Women at apex of digital security
Once marginal field is now seen as crucial
Earlier this year, American International Group Inc. added Linda Mills to its board, attracted partly by her expertise in cybersecurity. In February, Wells Fargo & Co. selected Suzanne Vautrinot for its board for similar reasons. Before that, Walgreens Boots Alliance Inc. picked Janice Babiak.
All directors, all focused on cybersecurity, all women.
Over the past five years, as data theft has risen to the top of corporate concerns, 16 of the largest U.S. companies have appointed one or more directors with cybersecurity credentials, 10 of them women, a Bloomberg analysis shows.
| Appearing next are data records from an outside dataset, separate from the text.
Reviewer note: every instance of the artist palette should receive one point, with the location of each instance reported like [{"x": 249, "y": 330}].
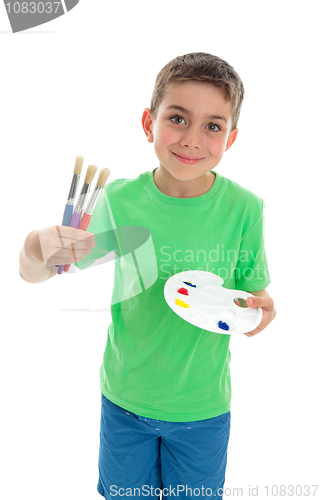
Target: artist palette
[{"x": 199, "y": 298}]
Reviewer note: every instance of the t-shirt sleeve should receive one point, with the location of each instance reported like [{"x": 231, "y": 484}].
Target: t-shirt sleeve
[
  {"x": 102, "y": 225},
  {"x": 252, "y": 272}
]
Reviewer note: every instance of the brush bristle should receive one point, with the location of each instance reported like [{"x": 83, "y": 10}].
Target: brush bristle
[
  {"x": 78, "y": 165},
  {"x": 103, "y": 176},
  {"x": 91, "y": 172}
]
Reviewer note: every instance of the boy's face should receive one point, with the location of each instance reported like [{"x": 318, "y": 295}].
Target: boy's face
[{"x": 203, "y": 131}]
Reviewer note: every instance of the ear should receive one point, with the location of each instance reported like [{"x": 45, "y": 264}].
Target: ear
[
  {"x": 147, "y": 124},
  {"x": 232, "y": 137}
]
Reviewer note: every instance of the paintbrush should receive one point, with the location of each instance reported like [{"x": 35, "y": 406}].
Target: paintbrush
[
  {"x": 87, "y": 214},
  {"x": 68, "y": 211},
  {"x": 76, "y": 216}
]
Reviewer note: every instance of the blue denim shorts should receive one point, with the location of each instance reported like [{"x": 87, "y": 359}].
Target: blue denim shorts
[{"x": 141, "y": 456}]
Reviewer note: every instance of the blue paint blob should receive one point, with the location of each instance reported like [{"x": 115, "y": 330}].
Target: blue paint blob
[
  {"x": 189, "y": 284},
  {"x": 223, "y": 326}
]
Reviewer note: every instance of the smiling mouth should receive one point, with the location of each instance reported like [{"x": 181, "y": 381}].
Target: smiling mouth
[{"x": 188, "y": 157}]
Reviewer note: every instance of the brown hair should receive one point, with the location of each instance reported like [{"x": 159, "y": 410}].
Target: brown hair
[{"x": 200, "y": 67}]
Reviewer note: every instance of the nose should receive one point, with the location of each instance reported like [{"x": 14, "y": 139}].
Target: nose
[{"x": 191, "y": 138}]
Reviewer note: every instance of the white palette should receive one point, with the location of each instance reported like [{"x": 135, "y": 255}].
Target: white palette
[{"x": 209, "y": 303}]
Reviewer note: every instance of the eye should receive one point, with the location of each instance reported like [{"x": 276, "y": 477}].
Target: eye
[
  {"x": 176, "y": 116},
  {"x": 215, "y": 129},
  {"x": 214, "y": 125}
]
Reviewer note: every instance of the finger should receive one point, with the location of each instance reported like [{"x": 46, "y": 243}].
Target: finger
[
  {"x": 264, "y": 302},
  {"x": 74, "y": 233},
  {"x": 68, "y": 255}
]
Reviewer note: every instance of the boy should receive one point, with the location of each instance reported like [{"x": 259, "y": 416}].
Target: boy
[{"x": 165, "y": 384}]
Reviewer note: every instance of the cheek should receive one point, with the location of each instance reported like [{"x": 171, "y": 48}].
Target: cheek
[
  {"x": 219, "y": 146},
  {"x": 166, "y": 137}
]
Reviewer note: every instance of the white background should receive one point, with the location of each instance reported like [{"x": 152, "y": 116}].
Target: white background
[{"x": 78, "y": 86}]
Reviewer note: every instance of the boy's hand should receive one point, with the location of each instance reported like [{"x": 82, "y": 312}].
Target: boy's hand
[
  {"x": 59, "y": 245},
  {"x": 262, "y": 299}
]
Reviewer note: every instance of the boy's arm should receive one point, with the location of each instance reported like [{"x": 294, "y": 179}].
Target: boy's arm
[{"x": 262, "y": 299}]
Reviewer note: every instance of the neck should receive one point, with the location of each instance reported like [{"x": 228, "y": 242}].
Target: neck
[{"x": 171, "y": 186}]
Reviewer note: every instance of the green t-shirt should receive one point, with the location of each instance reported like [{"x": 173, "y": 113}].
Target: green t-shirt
[{"x": 156, "y": 364}]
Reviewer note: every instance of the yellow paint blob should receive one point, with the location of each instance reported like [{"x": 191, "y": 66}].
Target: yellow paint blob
[{"x": 181, "y": 303}]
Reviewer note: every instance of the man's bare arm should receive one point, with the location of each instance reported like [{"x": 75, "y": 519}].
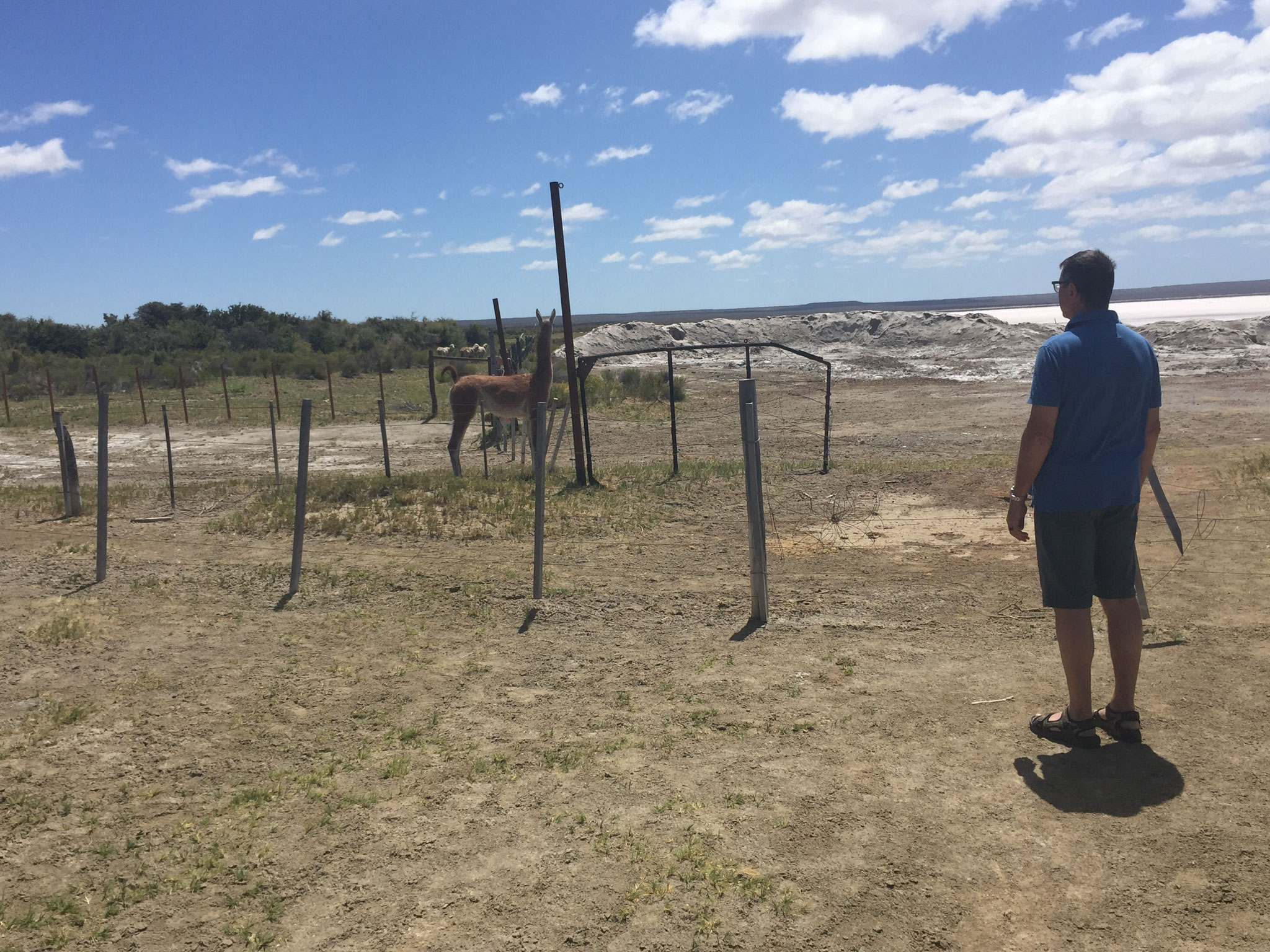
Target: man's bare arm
[
  {"x": 1148, "y": 454},
  {"x": 1033, "y": 448}
]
Given the paucity of women in boardrooms — fewer than one in five in the S&P’s 500 Index — the surge has stunned all involved.
“All of a sudden we’re valued,” said Jan Hamby, chancellor at the National Defense University’s iCollege.
“Instead of just being the pain that’s causing people to have 12-character passwords that they change every hour.”
The sudden prominence of women like Hamby can be traced back to the 1980s and ’90s when they began working on software development and big data because those career paths were new and unclaimed.
Linda Hudson, former chief executive officer of defence contractor BAE Systems PLC’s U.S. subsidiary, said many women went through technology while the men in that industry focused on the higher-profile tasks of building tanks and missiles.
“It was a new area where opportunities opened themselves up pretty much to the best qualified,” said Hudson, a cybersecurity-savvy director at Bank of America Corp., Ingersoll-Rand Plc and Southern Co.
That levelled the playing field immensely.”
There was a similar story in the military.
Until the early ’90s, women were barred from certain combat units so they often took back-office jobs in IT and telecommunications. When Hamby entered the U.S. navy in 1980, she was assigned to its Regional Data Automation Center in Washington where most of her coworkers were women.
“You see so many senior women with this kind of specialization in the services,” she said.
“Part of it is just an artifact of our history of limiting women’s opportunities.”
Meanwhile, corporate boards to- day are seeking to broaden membership beyond white men.
The sudden need for cybersecurity, however, is the more important factor.
The touchstone was the 2013 breach at Target Corp., when 40 million credit card numbers were stolen, leading led to the ouster of CEO Gregg Steinhafel, said Peter Metzger, vice-chairman of DHR International Inc., an executive recruiting firm.